…damit die Neustadt auch den RadfahrerInnen gehört!

Damit man in Dresden problemlos mit dem Fahrrad zum Ziel kommt, benötigen wir ein flächendeckendes Netz an gut ausgebauten und sicheren Radwegen, die nicht direkt in Fußwegen oder Hauptverkehrsstraßen enden. Beispiele dafür sind die Hauptstraße, auf der Platz für einen Radweg wäre, und die Antonstraße zwischen Alberplatz und Bahnhof Neustadt, auf der sich FußgängerInnen und RadfahrerInnen einen zu engen Fußweg teilen müssen. Wir setzen uns für den Ausbau und die Weiterentwicklung des Radverkehrs und für ein ausreichendes Angebot an Abstellmöglichkeiten ein. Dazu gehört die Öffnung der Einbahnstraßen für den Radverkehr, die Trennung von Rad- und Fußwegen auf verkehrsreichen Strecken und die Einrichtung von Vermietstationen für Fahrräder – damit die Neustadt auch den RadfahrerInnen gehört.

Benjamin Kümmig

Kommunalwahl in Dresden. Meine Partei so: schreib doch mal auf einen Text, warum die dich wählen sollen. Was willst du denn da groß texten? 26, Fussballtrainer, Student, Papa. Klingt eher nach aussichtsloser Kontaktanzeige. Warum ich hier bin?

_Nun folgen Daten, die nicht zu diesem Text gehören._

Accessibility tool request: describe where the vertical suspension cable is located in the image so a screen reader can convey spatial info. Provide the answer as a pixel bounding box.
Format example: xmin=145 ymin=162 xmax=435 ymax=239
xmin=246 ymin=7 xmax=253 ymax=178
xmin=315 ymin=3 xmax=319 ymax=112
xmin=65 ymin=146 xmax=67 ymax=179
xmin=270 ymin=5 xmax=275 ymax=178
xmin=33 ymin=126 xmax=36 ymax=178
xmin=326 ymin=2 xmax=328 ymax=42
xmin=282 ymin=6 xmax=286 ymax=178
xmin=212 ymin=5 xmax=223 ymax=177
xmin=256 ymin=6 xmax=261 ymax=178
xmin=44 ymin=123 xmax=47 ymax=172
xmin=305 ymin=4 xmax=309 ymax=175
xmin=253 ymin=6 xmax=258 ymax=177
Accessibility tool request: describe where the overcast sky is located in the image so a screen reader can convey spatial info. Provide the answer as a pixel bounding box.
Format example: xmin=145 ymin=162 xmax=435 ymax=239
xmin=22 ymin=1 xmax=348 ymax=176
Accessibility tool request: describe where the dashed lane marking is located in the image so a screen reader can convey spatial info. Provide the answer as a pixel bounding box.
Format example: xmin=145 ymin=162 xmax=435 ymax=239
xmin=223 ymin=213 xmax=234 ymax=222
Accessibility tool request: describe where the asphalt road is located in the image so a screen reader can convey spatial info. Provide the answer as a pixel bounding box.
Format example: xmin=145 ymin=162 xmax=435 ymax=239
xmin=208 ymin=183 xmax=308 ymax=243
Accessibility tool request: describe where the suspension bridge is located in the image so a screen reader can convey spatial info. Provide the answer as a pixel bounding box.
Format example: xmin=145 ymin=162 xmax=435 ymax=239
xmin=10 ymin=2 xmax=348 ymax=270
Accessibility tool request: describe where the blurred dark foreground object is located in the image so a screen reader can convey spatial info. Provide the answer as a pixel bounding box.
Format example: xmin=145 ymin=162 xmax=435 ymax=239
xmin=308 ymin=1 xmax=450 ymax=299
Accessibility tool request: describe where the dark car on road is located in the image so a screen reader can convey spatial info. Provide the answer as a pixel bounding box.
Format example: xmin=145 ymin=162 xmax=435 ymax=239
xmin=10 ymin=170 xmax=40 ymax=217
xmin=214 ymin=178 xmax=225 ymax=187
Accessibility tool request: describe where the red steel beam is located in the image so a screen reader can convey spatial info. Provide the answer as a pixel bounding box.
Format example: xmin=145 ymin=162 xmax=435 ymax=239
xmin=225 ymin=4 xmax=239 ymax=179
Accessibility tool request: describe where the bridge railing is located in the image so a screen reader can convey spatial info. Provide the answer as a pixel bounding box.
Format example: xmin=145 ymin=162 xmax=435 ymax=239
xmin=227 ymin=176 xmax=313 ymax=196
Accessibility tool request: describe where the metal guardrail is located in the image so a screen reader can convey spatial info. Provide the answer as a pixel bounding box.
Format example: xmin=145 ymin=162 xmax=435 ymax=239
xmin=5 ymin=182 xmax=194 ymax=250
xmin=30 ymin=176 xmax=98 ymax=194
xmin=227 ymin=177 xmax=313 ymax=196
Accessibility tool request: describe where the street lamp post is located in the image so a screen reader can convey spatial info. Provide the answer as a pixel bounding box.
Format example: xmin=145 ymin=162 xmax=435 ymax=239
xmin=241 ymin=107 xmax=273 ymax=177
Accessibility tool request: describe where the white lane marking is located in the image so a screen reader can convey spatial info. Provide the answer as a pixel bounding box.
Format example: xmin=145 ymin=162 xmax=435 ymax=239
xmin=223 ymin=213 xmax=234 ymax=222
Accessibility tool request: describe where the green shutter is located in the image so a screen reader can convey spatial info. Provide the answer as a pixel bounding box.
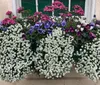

Neustadt ist die einzige Möglichkeit. Ohne die Neustadt wäre Dresden nix für mich. Gut, Hecht und Pieschen gehen auch. Aber anders. Warum das so ist? Hier sitzt dein soziales Netzwerk vorm Späti auf der Straße. Hier ist dein Wohnzimmer außerhalb der Wohnung. Alaunpark, Assieck, Kneipe, Spielplatz fürs Kind. Und in jeder Straße kennt man sich. Klar, manches ist Kacke. Kein Bier nach 10 am Wochenende für draußen. Kein Bier unter 2,50 drinnen. Da kann man aber was machen. Späti-Sperrstunde sprengen! Bin ich dafür. Politisch, versteht sich.
Neustädter sein ist, wenn dir jeder Weg über die Brücke gen andere Elbseite irgendwie falsch vorkommt. Geht mir zumindest so. Und trotzdem würde ich ihn wagen, um für das Viertel im Rathaus einzustehen.

Ben1

Die Neustadt ist bunt und das wollen wir leben

Die Neustadt ist ein Stadtteil mit unverwechselbarem Charakter. So hat sie zum Beispiel die höchsten Geburtenraten und den niedrigsten Anteil an AutobesitzerInnen in Dresden. Oft werden aber die daraus erwachsenden, ganz eigenen Interessen durch die Stadt nicht berücksichtigt, wie das Beispiel Königsbrücker Straße zeigt. Regelmäßig werden Entscheidungen des Ortsbeirats Dresden Neustadt durch die Stadt ignoriert. Wir fordern bessere Mitbestimmungsrechte für den Stadtteil auf Ebene des Ortsbeirats und durch verbindliche Bürgerversammlungen.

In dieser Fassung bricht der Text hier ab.